ATROPOS. Je vous dirai la même chose, quoique je me divertisse fort à jouer des ciseaux.

LACHESIS. Nous sommes donc d'accord toutes trois: filer est mon occupation favorite; aussi suis-je chargée de tourner le fuseau. Allons, mes petites, apportez vite les paniers où sont nos filasses blanches et nos filasses noires; arrangez autour de moi tous les vases où je trempe ordinairement le bout de mes doigts quand je file, et qui contiennent diverses liqueurs, dont les unes communiquent aux hommes les vices, et les autres les vertus.

ATROPOS, apportant un vase. Voici déjà un des vases où vous mettez le plus souvent la main; c'est celui de la volupté.

CLOTHO, apportant deux vases. Et voilà les vases du jeu et de l'ivrognerie: vous n'y trempez pas moins souvent les doigts.

ATROPOS, apportant un autre vase. Vous voyez celui dont la liqueur a été puisée dans le Styx, et qui fait les tyrans, les assassins et les autres mauvais hommes.

CLOTHO, apportant deux nouveaux vases. Ces vases sont ceux du mensonge et de la trahison. (Atropos et Clotho apportent tous les vases des passions, des vices et des vertus, et les arrangent autour de Lachesis.)

LACHESIS, regardant de tous côtés. Je ne vois point ici les vases de la douceur et de la beauté.

ATROPOS. Ils sont l'un et l'autre à votre main gauche.
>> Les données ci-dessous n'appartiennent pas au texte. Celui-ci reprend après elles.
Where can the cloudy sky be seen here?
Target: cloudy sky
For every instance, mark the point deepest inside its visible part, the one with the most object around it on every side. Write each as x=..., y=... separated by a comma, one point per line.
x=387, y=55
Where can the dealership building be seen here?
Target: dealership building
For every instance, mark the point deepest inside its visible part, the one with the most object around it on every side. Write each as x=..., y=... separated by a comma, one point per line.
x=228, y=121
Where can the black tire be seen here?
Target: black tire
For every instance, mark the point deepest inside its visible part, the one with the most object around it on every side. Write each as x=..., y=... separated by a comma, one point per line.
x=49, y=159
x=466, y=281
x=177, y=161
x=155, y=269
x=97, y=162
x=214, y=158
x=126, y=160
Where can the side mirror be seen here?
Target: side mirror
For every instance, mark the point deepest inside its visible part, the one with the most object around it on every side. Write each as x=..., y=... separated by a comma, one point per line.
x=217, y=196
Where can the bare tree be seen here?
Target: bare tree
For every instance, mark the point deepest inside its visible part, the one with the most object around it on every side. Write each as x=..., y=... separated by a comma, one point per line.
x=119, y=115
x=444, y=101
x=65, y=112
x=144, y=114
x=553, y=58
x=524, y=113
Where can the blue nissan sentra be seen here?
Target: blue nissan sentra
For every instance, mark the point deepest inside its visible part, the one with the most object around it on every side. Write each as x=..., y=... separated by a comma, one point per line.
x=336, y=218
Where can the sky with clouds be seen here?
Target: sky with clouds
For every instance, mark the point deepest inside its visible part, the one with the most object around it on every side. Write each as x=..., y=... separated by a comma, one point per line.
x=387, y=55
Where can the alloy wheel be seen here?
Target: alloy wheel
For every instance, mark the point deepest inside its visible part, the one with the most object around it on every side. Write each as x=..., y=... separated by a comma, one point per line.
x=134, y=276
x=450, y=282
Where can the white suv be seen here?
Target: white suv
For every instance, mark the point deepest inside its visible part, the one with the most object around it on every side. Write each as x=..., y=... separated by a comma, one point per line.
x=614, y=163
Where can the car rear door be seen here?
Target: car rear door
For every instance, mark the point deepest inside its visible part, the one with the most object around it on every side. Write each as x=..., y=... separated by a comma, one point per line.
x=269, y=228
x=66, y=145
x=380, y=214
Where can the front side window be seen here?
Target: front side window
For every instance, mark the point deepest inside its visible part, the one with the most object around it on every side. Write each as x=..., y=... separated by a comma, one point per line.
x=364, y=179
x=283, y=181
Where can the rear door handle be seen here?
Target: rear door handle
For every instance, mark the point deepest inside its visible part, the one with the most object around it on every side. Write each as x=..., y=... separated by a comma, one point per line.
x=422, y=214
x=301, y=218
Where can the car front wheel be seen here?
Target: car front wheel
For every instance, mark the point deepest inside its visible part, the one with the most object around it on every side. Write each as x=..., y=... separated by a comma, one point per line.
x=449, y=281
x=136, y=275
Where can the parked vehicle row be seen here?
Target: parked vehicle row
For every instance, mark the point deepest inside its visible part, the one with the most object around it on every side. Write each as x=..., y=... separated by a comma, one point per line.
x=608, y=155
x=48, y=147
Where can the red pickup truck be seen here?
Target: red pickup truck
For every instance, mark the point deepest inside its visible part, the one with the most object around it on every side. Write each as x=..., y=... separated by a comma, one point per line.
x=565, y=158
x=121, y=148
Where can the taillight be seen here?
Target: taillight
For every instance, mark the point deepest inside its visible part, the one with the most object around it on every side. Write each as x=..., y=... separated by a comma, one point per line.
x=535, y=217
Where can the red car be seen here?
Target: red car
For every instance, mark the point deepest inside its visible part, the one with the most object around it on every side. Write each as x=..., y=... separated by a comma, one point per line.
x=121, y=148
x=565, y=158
LACHESIS. Ah! oui, oui, je les démêle... (Elle s'aperçoit que Clotho cherche quelque chose)... Que cherchez-vous, Clotho?

CLOTHO. Je cherche un vase que je ne trouve point; on dirait que nous ne l'avons plus.

LACHESIS. Quel vase est-ce donc?

CLOTHO. Celui de la chasteté.

LACHESIS. Je sais où il est; mais nous n'en aurons pas besoin peut-être aujourd'hui: il ne faut pas nous en servir tous les jours; nous ne pouvons assez le ménager: nous avons dans les premiers temps du monde fait une si grande consommation de la liqueur qu'il y avait dedans, qu'à peine nous en reste-t-il pour faire des filles religieuses.

ATROPOS. Passons-nous-en donc, ainsi que du vase de l'humanité: il est encore bien précieux, celui-là; aussi le conservons-nous fort soigneusement; nous ne nous en servons presque plus, même quand nous faisons des moines.

LACHESIS. Ça, filons... mais attendez: il nous manque encore quelque chose.

CLOTHO. Quoi?

LACHESIS. Le petit panier où il y a des fils d'or et des fils de soie. La fantaisie peut nous prendre aujourd'hui de rendre quelque mortel heureux.

ATROPOS. C'est une fantaisie que nous avons bien rarement.

CLOTHO, apportant un petit panier de fils d'or et de soie. Si par hasard cette envie nous vient, voici de quoi la satisfaire.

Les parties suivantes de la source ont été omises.